Бабушка качает головой:
– Мы думали, что он убит. Мы были уверены в этом. Когда они забрали его… такое зверство. Это было страшно. И больше она о нем ничего не слышала.
Резкий, сильный кашель доносится из гостиной и эхом отдается на кухне.
– Ты оставайся здесь, – говорит бабушка. – Я пойду к нему.
Зверство. Жозефина хочет узнать правду, но в то же время побаивается. Что мог совершить ее отец? Какие муки ему пришлось вынести? Но желание узнать его сильнее всяких страхов, и теперь, когда она так близка к цели, нетерпение растет. Она тихонько подкрадывается к гостиной, выглядывая из-за двери. Бабушка подает деду воды, помогает ему обхватить стакан пальцами. Она удивлена нежностью этого жеста.
– Ты задремал, – слышит она слова бабушки. – Ты только что рассказывал нам о тех письмах.
– Письма? – Он хватает ее за руку. – Я рассказывал о них?
– Да, рассказывал. – Она гладит его по лысой голове. – Письма от отца Жозефины. Куда, говоришь, ты их положил?
– Положил их? – повторяет он, качая головой. У Жозефины замирает сердце от страха, что он не вспомнит, где они, или не скажет. Или, что еще хуже, выяснится, что он их уничтожил.
– Да, – говорит он так тихо, что она едва слышит. – Я убрал их с глаз долой.
– Ты так и сказал, – лукавит бабушка. – Но куда ты их убрал?
Он хмурится, глядя на нее, лезет костлявыми пальцами под рубашку и вытаскивает ключ, висящий на шнурке.
– Мне пришлось спрятать их. – Он пристально смотрит на ключ, зажимая его в руке. – Я должен был это сделать, иначе ты бы отдала их ей.

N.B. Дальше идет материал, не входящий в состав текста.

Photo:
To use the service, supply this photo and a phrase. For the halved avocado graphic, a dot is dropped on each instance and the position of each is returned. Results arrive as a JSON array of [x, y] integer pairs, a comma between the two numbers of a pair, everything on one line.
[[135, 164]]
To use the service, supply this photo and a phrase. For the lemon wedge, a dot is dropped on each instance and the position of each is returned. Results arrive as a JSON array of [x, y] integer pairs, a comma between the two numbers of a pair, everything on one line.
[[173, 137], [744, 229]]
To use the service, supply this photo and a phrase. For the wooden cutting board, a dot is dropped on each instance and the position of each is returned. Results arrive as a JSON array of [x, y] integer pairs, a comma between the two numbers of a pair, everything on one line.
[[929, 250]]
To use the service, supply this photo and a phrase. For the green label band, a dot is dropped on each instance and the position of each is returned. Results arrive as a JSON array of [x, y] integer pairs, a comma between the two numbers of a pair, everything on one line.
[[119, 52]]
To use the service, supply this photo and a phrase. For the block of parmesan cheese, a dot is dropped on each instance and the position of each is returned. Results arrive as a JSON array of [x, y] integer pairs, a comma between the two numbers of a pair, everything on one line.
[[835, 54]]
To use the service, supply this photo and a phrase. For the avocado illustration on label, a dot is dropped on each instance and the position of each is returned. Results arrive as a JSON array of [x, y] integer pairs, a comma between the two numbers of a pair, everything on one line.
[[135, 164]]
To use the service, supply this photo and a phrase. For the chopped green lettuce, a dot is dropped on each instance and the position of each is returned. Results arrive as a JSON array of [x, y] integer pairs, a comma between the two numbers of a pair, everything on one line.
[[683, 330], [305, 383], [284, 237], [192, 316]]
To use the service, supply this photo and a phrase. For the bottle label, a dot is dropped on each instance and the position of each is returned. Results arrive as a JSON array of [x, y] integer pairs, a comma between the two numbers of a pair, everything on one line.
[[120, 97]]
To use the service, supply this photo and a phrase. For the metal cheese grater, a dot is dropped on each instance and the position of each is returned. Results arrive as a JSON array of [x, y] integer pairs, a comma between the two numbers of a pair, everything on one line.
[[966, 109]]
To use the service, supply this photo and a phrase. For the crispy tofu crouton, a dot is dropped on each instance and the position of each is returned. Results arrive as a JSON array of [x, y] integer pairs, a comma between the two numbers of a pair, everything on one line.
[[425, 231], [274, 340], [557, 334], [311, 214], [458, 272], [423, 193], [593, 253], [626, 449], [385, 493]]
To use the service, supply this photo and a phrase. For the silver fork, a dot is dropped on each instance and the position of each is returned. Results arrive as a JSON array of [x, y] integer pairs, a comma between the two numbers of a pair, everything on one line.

– Да, – успокаивает она его. – Ты защищал свою семью.
Он кивает.
– Да. Да, защищал свою семью. – Но даже Жозефина слышит сомнение и замешательство в его голосе.
Бабушка осторожно разжимает его пальцы и забирает ключ, снимая через голову шнурок.
– Это от твоего комода рядом с кроватью?
Он кивает, откидываясь на спинку кресла и испуская глубокий вздох, как будто сбросил с себя огромный груз.
Бабушка идет к двери. Жозефина отступает назад, пропуская ее.
– Ты все слышала?
– Да. – Сердце Жозефины бьется лихорадочно, как крылья пойманной в ловушку птицы. Она следует за бабушкой в спальню. Дрожащими пальцами бабушка вставляет ключ в замочную скважину и, поворачивая его, открывает ящик деревянного комода. У Жозефины перехватывает дыхание, когда она видит разбросанные светло-голубые конверты; на всех почтовые марки с изображением головы короля Англии. Жозефина подается вперед, пробегаясь по ним пальцами, зная, что здесь кроется история ее отца. Она поглаживает конверты, как драгоценную находку.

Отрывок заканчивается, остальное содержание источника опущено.